Now, about the mongoose under the house. This, for those of you who don’t know, is almost certainly reference to Rudyard Kipling’s short story Rikki
Tikki Tavi (cw: Kipling has colonialist undertones even at the best of times, and this short story is no exception, although it is better than Kim).
What’s interesting about this story is that while ‘mongoose under the house while the snakes slither by’ sounds like it could apply to Will Graham, the
Rikki-Tikki-Tavi’s actual personality doesn’t apply to Will hardly at all. Rikki-Tikki actively seeks out the snakes, welcomes the battles, dares them to
fight. Pretty clear how this doesn’t really seem like Will at all. Whether or not this is intentional in the show is, I think, up for debate; it’s also ambiguous
whether or not Will knows the story, but.

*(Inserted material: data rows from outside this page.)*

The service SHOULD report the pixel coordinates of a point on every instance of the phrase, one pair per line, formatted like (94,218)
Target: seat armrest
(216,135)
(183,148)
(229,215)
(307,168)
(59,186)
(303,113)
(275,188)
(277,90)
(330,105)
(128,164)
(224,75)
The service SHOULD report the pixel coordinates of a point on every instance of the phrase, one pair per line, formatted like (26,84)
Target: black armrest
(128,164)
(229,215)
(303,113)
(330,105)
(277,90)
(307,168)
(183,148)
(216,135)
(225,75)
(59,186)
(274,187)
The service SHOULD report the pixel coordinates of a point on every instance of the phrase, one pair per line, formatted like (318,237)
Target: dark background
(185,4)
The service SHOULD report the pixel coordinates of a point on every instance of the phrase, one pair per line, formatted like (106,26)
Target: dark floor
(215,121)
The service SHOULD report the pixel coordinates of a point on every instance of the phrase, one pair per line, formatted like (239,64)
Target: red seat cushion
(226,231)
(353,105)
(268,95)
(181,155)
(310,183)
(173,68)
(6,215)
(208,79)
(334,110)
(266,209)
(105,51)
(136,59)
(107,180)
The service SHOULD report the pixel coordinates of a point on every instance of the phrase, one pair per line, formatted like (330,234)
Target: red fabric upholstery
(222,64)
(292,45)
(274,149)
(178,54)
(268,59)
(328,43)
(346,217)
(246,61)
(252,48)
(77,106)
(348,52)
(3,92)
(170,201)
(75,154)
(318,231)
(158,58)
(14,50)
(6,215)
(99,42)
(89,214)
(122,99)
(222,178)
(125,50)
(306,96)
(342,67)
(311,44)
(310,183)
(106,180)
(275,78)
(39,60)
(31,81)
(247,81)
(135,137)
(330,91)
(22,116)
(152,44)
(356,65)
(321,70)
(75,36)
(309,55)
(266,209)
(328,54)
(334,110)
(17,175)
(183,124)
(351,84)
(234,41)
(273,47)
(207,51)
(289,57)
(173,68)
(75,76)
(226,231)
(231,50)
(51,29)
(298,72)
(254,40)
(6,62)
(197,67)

What’s interesting here is that this interpretation of Will resonates really well with what Hannibal seems to want Will to become. I’m thinking particularly
of the scenes in the book Red Dragon, where Hannibal tells Will ‘you’re just like me’ and the letter he writes after the [SPOILERS] fiery demise of
Freddie Lounds, which basically says ‘See? I told you we were just alike.’ [END SPOILERS] Also judging by the arc of the show itself, it seems to be
in part of Hannibal’s long-range game plan, because Will is infinitely fascinating to him and he wants the chaos that would inevitably result from Will’s
actually becoming like him (more, I think, than out of any kind of loneliness—I got an ask about this earlier, and no, I’m not sure loneliness and/or
sadness is really one of Hannibal’s motivations).

But why would this have any effect on Will? Well, Hannibal has already incredibly accurately analyzed Will once before. In fact, in the script for
Episode 1, Will’s actual reaction after Hannibal’s analysis is to get defensive because, and I quote, “Hannibal has just described Will Graham to a
letter, but he is not going to give him the satisfaction of knowing it.” (Of course, the thing is that Hannibal knows that he’s just perfectly described Will;
he doesn’t need confirmation from Will to know he’s accurate.) Since Hannibal has been accurate once before, why wouldn’t he be accurate again?

tl;dr summary:

 Hannibal undermines the delineation between the personal and the professional
 Hannibal is overall terrible at boundaries
 The viewer is left with an inaccurate view of Jack
 Will isn’t really either teacup or mongoose
 Hannibal is using his devastatingly accurate insight into Will’s psychology earlier in the episode to plant ideas that are almost accurate, but
not quite, because there are certain things that it suits him to have Will believe and he knows he’s wormed his way into Will’s
consciousness a little bit.
 This show is really fucking intelligent
 I am really fucking done with myself oh my god whY

Yep. Yep yep yep.

Or, you know. Maybe the curtains are just fucking blue.*

*(The curtains are never just fucking blue.)